Salgado C, Feliu E, Montserrat E, Villamor N, Ordi J, Aguilar J L, Vives-Corrons J L, Rozman C
Biological Hematology Department, Postgraduate School of Hematology, Farreras Valenti, Hospital Clinic, Barcelona, Spain.
Acta Haematol. 1993;89(1):46-9. doi: 10.1159/000204483.

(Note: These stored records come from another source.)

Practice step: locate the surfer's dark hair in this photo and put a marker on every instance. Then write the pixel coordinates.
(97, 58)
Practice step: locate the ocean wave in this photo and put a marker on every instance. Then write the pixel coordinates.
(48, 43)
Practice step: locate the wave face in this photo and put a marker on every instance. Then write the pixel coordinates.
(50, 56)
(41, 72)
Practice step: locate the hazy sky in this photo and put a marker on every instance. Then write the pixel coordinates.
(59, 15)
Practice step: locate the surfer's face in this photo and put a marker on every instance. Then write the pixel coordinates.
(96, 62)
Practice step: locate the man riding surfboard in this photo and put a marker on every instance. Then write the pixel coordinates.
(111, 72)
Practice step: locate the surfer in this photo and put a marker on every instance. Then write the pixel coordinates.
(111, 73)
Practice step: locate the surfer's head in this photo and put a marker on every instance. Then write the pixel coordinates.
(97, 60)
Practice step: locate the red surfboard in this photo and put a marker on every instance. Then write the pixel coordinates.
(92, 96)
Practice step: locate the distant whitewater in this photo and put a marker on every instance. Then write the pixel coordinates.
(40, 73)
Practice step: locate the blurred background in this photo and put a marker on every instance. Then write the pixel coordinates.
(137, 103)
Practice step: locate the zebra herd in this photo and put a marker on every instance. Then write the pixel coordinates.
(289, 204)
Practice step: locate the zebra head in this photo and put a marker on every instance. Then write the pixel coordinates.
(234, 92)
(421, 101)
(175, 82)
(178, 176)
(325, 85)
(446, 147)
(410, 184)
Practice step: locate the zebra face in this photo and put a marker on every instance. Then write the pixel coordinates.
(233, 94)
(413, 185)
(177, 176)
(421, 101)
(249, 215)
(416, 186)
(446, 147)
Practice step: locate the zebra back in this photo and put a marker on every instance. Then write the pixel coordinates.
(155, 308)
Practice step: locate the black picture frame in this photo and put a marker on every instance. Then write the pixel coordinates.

A B-type large-cell primary splenic lymphoma with massive red-pulp involvement was diagnosed in a 64-year-old woman presenting with malaise, fever, anemia, atypical lymphoid cells in peripheral blood, and splenomegaly. This case differs from most splenic lymphomas both macroscopically and microscopically. At macroscopic examination, the spleen was homogeneously red without tumoral nodules or masses. Microscopically, the cords of the red pulp were extensively invaded by tumor cells maintaining patient sinuses. The white pulp was reduced by expansion of the red pulp. To our knowledge only few additional cases of splenic lymphoma with similar features have been previously described. The differential diagnosis of this unusual form of lymphoma with other lymphoproliferative disorders is briefly discussed.
一名64岁女性被诊断为B型大细胞原发性脾淋巴瘤,伴有大量红髓受累,患者表现为不适、发热、贫血、外周血中出现非典型淋巴细胞以及脾肿大。该病例在宏观和微观上均与大多数脾淋巴瘤不同。在宏观检查中,脾脏呈均匀红色,无肿瘤结节或肿块。微观上,红髓索被维持脾窦的肿瘤细胞广泛侵袭。白髓因红髓扩张而减少。据我们所知,此前仅另有少数具有类似特征的脾淋巴瘤病例被描述过。本文简要讨论了这种不寻常形式的淋巴瘤与其他淋巴增殖性疾病的鉴别诊断。